Demandez-vous le baptême ?

Question étrange : si nous sommes là, pratiquants plus ou moins réguliers, c’est sans doute que nous sommes déjà baptisés. Nous avons pour la plupart reçu le baptême enfants, et même bébés. Mais si cela n’avait pas été le cas, le demanderions-nous maintenant, ce baptême ? Aurions-nous cette demande, cette attente ?

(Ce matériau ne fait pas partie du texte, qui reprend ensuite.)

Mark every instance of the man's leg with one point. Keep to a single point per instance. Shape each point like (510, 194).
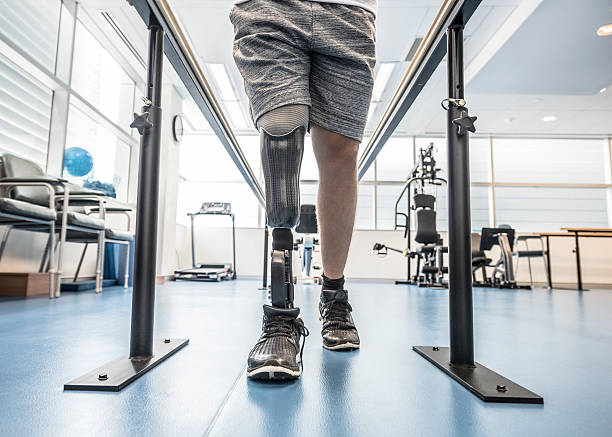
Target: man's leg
(337, 199)
(337, 160)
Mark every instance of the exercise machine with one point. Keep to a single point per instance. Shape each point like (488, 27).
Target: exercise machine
(503, 275)
(308, 227)
(430, 269)
(210, 272)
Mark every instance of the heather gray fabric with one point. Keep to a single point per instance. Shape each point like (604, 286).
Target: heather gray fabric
(370, 5)
(296, 52)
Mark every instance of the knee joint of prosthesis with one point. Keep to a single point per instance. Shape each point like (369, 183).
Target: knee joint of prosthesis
(282, 147)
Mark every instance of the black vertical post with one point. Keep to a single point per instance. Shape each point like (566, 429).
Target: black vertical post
(192, 217)
(143, 298)
(234, 246)
(459, 222)
(265, 275)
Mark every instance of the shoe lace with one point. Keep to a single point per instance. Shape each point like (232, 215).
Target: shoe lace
(336, 313)
(284, 326)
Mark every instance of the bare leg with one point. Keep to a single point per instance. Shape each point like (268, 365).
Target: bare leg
(337, 200)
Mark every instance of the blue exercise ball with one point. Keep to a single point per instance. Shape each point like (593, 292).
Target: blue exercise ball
(77, 161)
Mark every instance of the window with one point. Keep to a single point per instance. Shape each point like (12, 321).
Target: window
(94, 157)
(25, 114)
(395, 160)
(548, 209)
(543, 184)
(100, 80)
(33, 26)
(209, 175)
(561, 161)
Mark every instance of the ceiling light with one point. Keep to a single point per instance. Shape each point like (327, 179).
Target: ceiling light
(223, 81)
(605, 30)
(382, 77)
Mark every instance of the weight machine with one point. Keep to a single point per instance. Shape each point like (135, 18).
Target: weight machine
(430, 254)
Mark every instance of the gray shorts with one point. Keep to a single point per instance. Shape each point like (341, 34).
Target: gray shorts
(304, 52)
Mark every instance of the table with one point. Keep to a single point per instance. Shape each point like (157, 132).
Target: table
(576, 233)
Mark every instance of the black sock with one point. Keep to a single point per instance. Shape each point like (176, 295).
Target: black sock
(333, 284)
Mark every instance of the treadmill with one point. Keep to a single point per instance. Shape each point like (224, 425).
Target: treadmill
(210, 272)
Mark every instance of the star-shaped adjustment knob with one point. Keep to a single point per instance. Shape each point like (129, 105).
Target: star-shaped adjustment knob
(141, 122)
(465, 123)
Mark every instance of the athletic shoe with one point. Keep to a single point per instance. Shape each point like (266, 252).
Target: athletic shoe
(278, 354)
(339, 331)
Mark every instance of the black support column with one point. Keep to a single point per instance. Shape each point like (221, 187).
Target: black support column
(458, 360)
(459, 221)
(145, 353)
(143, 297)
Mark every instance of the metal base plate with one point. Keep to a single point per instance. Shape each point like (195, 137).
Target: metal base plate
(481, 381)
(115, 375)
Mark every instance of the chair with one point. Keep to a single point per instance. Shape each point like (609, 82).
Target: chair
(16, 212)
(26, 178)
(431, 250)
(111, 235)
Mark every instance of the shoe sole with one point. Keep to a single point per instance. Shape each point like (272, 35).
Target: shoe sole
(341, 347)
(337, 347)
(273, 372)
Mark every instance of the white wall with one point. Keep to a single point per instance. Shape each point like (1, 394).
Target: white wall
(172, 104)
(214, 245)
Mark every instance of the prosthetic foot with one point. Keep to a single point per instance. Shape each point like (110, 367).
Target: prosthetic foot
(278, 352)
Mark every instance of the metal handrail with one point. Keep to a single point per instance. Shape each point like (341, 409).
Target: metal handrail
(428, 56)
(182, 57)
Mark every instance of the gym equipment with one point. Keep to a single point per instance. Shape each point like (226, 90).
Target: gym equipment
(281, 158)
(210, 272)
(308, 226)
(503, 275)
(431, 251)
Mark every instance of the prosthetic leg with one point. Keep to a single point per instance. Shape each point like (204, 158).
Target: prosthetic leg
(278, 353)
(282, 148)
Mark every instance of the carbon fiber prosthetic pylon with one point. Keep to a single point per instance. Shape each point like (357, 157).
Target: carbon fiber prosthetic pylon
(281, 158)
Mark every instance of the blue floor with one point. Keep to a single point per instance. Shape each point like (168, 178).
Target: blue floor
(557, 344)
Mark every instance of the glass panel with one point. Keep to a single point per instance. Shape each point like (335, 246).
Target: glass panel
(94, 157)
(385, 203)
(209, 175)
(203, 159)
(550, 160)
(395, 160)
(33, 26)
(548, 209)
(100, 80)
(25, 114)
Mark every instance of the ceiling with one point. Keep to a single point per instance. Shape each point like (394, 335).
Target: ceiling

Jésus, nous l’avons rappelé la semaine dernière, a demandé à Jean le baptême. A l’âge adulte. Et cette année, dans la nuit de Pâques, huit catéchumènes adultes vont être baptisés à Issy-les-Moulineaux. Baptisés dans la mort et la résurrection du Christ.

« Catéchumènes »… Un mot ancien, longtemps oublié. Des adultes non-baptisés attirés par la foi chrétienne, mais aussi, par extension, des baptisés non catéchisés qui souhaitent recevoir le sacrement de Confirmation ou accéder à la pleine Communion. Ou encore, des «recommençants», c’est-à-dire des chrétiens qui s’étaient éloignés de la foi et qui souhaitent l’aide de la communauté pour la redécouvrir.

Les catéchumènes sont le signe d’une Eglise qui vit, qui inspire la foi en Jésus-Christ. Connaissons-les, intéressons-nous à eux, comprenons les étapes de leur parcours, notamment celles qui ont lieu au cours de nos messes : la cérémonie de l’entrée en catéchuménat, les « scrutins » du temps de Carême, le baptême au cours de la vigile pascale. 

Les catéchumènes ont besoin de nous. Besoin d’accompagnateurs, d’abord : chaque catéchumène (ou confirmand ou «recommençant») a un accompagnateur. Régulièrement, pendant des mois, ces chrétiens, ces baptisés comme vous et moi cheminent avec eux. 

Besoin d’accueil aussi, de la part de nous tous. Avant leur baptême,
mais aussi après, lorsqu’on les appelle « néophytes ». Accueil dans notre communauté, dans nos groupes, dans nos activités, pour que leur joie de nouveaux chrétiens trouve à s’épanouir et nous revigore.

Les catéchumènes adultes pourraient être bien plus nombreux, car nombreuses dans notre monde sont les personnes en recherche de sens à leur vie. C’est à nous d’être à l’écoute des attentes de foi. C’est à nous de reconnaître les demandes de foi chrétienne, même peu explicites, et de les accueillir, de les orienter.

Pour susciter ces demandes, soyons nous-mêmes des exemples de foi vivante, de foi enthousiaste. Comme si nous demandions le baptême.